In short, the distribution characteristics of data samples generated by WGAN-GP are more consistent with the original real data samples, whether on public dataset or private dataset. In contrast, the performance of the other two data augmentation methods is flawed.

4.4 Comparison under different samples sizes

The lung dataset was divided into 10 copies to form the training and test sets in different proportions. Each ratio was trained 10 times using each of the four methods. This was used to verify whether the data generated by the WGAN-GP method have better classification performance. The results are shown in Fig. 7.

In Fig. 7a, the navy-blue line is the AUC score of the logistic regression model trained by synthetic data generated by WGAN-GP. The yellow line is the AUC score of the logistic regression model trained by synthetic data generated by SMOTE. The light blue line is the AUC score of the logistic regression model trained by synthetic data generated by GAN, and the red line is the AUC score of the logistic regression model trained by real data. Similarly, in the three diagrams Fig. 7b–d, they correspond to the performance of ACC, SEN and SPE, respectively.

Figure 7 shows that the improvement of the classification method among WGAN-GP, SMOTE and GAN becomes smaller as the proportion of training data increases. Because the improvement of upsampling is limited when there is enough data.

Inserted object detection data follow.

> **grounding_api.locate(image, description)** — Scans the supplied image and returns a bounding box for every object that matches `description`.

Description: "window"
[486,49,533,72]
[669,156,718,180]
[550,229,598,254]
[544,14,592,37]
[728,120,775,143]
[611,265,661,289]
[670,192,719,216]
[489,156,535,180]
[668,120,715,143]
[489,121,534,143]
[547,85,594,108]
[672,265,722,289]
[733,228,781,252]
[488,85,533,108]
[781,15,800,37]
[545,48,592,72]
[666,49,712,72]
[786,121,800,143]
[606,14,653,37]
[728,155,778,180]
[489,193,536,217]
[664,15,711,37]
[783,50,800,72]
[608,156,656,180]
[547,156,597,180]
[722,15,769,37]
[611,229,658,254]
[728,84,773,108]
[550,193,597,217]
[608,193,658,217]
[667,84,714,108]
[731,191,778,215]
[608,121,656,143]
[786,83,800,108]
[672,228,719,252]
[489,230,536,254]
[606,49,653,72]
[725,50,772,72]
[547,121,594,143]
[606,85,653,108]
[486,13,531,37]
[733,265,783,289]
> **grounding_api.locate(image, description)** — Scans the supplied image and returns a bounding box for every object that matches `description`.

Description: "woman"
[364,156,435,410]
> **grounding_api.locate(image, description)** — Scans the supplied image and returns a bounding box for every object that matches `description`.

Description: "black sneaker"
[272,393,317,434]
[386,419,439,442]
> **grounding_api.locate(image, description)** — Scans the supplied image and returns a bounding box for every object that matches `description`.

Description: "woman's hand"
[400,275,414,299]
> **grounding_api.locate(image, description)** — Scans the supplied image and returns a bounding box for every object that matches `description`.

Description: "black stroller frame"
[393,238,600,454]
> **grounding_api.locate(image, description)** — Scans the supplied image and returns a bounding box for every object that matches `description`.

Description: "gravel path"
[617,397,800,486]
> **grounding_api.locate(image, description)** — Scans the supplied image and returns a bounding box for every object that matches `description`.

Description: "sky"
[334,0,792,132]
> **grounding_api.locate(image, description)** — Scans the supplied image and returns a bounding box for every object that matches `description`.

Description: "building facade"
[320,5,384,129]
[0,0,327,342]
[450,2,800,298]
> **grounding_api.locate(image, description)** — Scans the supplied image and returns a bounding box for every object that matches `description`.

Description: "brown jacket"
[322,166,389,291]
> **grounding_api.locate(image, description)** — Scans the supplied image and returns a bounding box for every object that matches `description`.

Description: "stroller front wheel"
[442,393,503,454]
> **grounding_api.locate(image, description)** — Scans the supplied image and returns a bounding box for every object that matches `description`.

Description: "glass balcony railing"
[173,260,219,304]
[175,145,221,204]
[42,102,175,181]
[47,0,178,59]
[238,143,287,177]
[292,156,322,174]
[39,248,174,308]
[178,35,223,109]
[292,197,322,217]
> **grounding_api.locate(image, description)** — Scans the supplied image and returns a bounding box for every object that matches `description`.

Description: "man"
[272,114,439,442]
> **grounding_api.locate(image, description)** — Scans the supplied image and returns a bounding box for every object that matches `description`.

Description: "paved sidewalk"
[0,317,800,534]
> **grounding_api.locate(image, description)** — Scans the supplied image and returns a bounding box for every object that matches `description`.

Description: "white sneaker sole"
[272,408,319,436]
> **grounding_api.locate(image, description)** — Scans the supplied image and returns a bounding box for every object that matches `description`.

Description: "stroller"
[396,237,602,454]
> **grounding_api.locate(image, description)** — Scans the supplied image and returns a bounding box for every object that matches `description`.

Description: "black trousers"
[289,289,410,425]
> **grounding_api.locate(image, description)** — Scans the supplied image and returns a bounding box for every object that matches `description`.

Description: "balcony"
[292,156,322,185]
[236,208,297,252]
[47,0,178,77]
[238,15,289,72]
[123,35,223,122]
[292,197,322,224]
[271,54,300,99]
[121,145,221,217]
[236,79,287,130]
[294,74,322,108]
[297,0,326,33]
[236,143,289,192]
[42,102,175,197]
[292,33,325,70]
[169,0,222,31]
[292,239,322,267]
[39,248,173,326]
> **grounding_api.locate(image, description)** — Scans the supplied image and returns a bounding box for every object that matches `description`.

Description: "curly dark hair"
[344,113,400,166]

Moreover, the improvement of WGAN-GP is much larger than that of SMOTE and GAN when the training set is less than 30%. Finally, the AUC and SEN obtained by WGAN-GP are higher than that of SMOTE, No Up-sampling and GAN at all scales. Additionally, the ACC and SPE values also showed varying degrees of improvement under most proportions.

The experimental results show that the data generated by WGAN-GP have better performance in improving the classification performance under various distribution ratios of the training set and test set, which is higher than the traditional method SMOTE and common GAN. It is worth noting that the performance of WGAN-GP is better and more prominent when the training set data are below 30%. It can be concluded that the data generated by WGAN-GP are more stable and have smaller variance and the logistic regression classifier trained on synthetic data generated by WGAN-GP has a better classification performance, especially in the small size of training dataset.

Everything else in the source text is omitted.